The days of getting news only in the newspaper are long gone.
In addition to delivering news via our website, timesfreepress.com, and our mobile app, the newspaper is sending out news via text messages.
Want to know what’s holding up traffic on Interstate 24 before you head home for the day? If your kid’s school has closed because it might snow? If Tennessee beat LSU?
These are the types of items we’ll send directly to your mobile phone.
If you sign up, we’ll send messages of up to 135 characters to your mobile phone with daily updates on weather, severe storms, school closings, bad traffic. You can also get breaking news and scores for favorite college and professional teams.
The updates come from 423706 — two area codes in the region the Times Free Press covers — and you can sign up for text updates at the Time Free Press website. You can select all topics or just one.
Texting is ubiquitous these days.
On Wednesday, a newsroom coworker texted me while sitting at his desk, which is about 30 feet from where I sit. Not long ago, someone texted me from across the room at a meeting.

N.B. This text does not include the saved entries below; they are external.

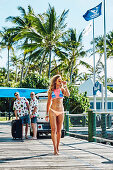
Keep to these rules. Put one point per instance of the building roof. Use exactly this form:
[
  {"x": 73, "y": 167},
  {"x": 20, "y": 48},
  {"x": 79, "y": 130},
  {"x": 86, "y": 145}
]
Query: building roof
[
  {"x": 87, "y": 86},
  {"x": 24, "y": 92}
]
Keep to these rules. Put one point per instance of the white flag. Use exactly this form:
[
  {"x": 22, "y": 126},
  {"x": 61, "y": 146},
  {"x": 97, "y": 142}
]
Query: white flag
[{"x": 87, "y": 29}]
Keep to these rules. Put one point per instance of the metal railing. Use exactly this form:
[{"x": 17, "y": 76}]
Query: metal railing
[{"x": 95, "y": 126}]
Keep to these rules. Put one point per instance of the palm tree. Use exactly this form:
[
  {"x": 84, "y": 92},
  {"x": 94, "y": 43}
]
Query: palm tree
[
  {"x": 23, "y": 22},
  {"x": 74, "y": 50},
  {"x": 44, "y": 34},
  {"x": 7, "y": 42}
]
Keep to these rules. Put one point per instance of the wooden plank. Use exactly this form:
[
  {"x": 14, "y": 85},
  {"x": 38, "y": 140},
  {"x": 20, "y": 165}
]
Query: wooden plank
[{"x": 38, "y": 154}]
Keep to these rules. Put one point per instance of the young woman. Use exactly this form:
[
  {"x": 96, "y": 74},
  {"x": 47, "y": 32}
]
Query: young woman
[{"x": 55, "y": 109}]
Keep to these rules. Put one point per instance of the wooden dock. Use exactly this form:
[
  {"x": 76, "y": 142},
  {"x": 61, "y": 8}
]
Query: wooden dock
[{"x": 75, "y": 154}]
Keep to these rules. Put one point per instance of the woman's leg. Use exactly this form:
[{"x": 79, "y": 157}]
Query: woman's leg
[
  {"x": 32, "y": 125},
  {"x": 35, "y": 130},
  {"x": 52, "y": 118},
  {"x": 60, "y": 119}
]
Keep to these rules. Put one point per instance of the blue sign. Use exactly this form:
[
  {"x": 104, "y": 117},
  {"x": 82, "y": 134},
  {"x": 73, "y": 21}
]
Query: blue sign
[
  {"x": 93, "y": 13},
  {"x": 97, "y": 86}
]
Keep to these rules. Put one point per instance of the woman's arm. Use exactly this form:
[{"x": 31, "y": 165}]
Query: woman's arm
[
  {"x": 48, "y": 102},
  {"x": 65, "y": 91}
]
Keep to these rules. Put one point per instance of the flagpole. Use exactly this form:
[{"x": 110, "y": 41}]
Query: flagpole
[
  {"x": 105, "y": 57},
  {"x": 94, "y": 96}
]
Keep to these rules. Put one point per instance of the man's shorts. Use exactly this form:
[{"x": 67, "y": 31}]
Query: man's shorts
[
  {"x": 34, "y": 120},
  {"x": 25, "y": 119}
]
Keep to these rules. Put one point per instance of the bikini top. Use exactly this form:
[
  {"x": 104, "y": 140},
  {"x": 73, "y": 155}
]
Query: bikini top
[{"x": 57, "y": 93}]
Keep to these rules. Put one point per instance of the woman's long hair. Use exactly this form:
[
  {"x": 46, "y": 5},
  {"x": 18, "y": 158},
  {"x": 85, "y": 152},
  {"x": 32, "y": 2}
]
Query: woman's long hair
[{"x": 53, "y": 83}]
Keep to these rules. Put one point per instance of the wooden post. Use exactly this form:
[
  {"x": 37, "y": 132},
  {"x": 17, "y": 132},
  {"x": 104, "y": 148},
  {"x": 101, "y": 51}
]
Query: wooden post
[
  {"x": 91, "y": 126},
  {"x": 109, "y": 121},
  {"x": 103, "y": 125}
]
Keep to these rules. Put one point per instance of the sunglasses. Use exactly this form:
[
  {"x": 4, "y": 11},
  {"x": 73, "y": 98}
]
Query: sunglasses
[
  {"x": 16, "y": 94},
  {"x": 60, "y": 81}
]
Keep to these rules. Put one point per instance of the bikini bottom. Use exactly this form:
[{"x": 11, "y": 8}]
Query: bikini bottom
[{"x": 56, "y": 112}]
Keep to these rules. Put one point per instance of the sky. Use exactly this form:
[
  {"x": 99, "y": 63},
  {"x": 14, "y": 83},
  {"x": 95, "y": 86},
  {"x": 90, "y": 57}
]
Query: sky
[{"x": 77, "y": 9}]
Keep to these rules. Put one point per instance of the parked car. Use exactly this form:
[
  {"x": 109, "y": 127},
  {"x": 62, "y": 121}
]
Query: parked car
[{"x": 43, "y": 126}]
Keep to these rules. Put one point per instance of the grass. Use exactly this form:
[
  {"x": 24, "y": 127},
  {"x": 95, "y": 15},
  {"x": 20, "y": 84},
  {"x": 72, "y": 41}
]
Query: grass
[{"x": 5, "y": 118}]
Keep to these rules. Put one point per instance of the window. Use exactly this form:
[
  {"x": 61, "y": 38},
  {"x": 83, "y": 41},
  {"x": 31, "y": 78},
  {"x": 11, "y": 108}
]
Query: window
[
  {"x": 98, "y": 105},
  {"x": 91, "y": 105}
]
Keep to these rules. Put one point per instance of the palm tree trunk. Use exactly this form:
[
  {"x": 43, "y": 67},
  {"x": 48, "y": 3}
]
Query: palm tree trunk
[
  {"x": 8, "y": 67},
  {"x": 71, "y": 73},
  {"x": 49, "y": 65},
  {"x": 16, "y": 72},
  {"x": 22, "y": 71},
  {"x": 26, "y": 71},
  {"x": 40, "y": 72}
]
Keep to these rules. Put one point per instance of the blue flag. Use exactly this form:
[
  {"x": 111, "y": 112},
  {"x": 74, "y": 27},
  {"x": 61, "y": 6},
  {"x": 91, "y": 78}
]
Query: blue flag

When my text messaging service was dead for half a day, I felt horribly out of touch. While my reaction may have been somewhat overdramatic, it did make me think about how we’ve come to rely on the instant and informal method of communication.
A text message allows you to find out what happened fast and get back to whatever you’re doing. Our job at the newspaper is to disseminate information — whether it’s to your computer, your phone or your driveway.
A Verizon study a few years ago found that Tennessee is the
“textiest” state in the Southeast because its residents sent and received the most text messages per month, based on that company’s data.
The “Big City Wireless Use Study” placed Chattanooga as the third most texting Tennessee city, behind Nashville and Knoxville, with 408 million text messages from 2006 to 2008. In that time period, text messaging in Tennessee grew by 520 percent, the study found.
No doubt the number of Tennessee and Georgia texters has jumped even higher since then.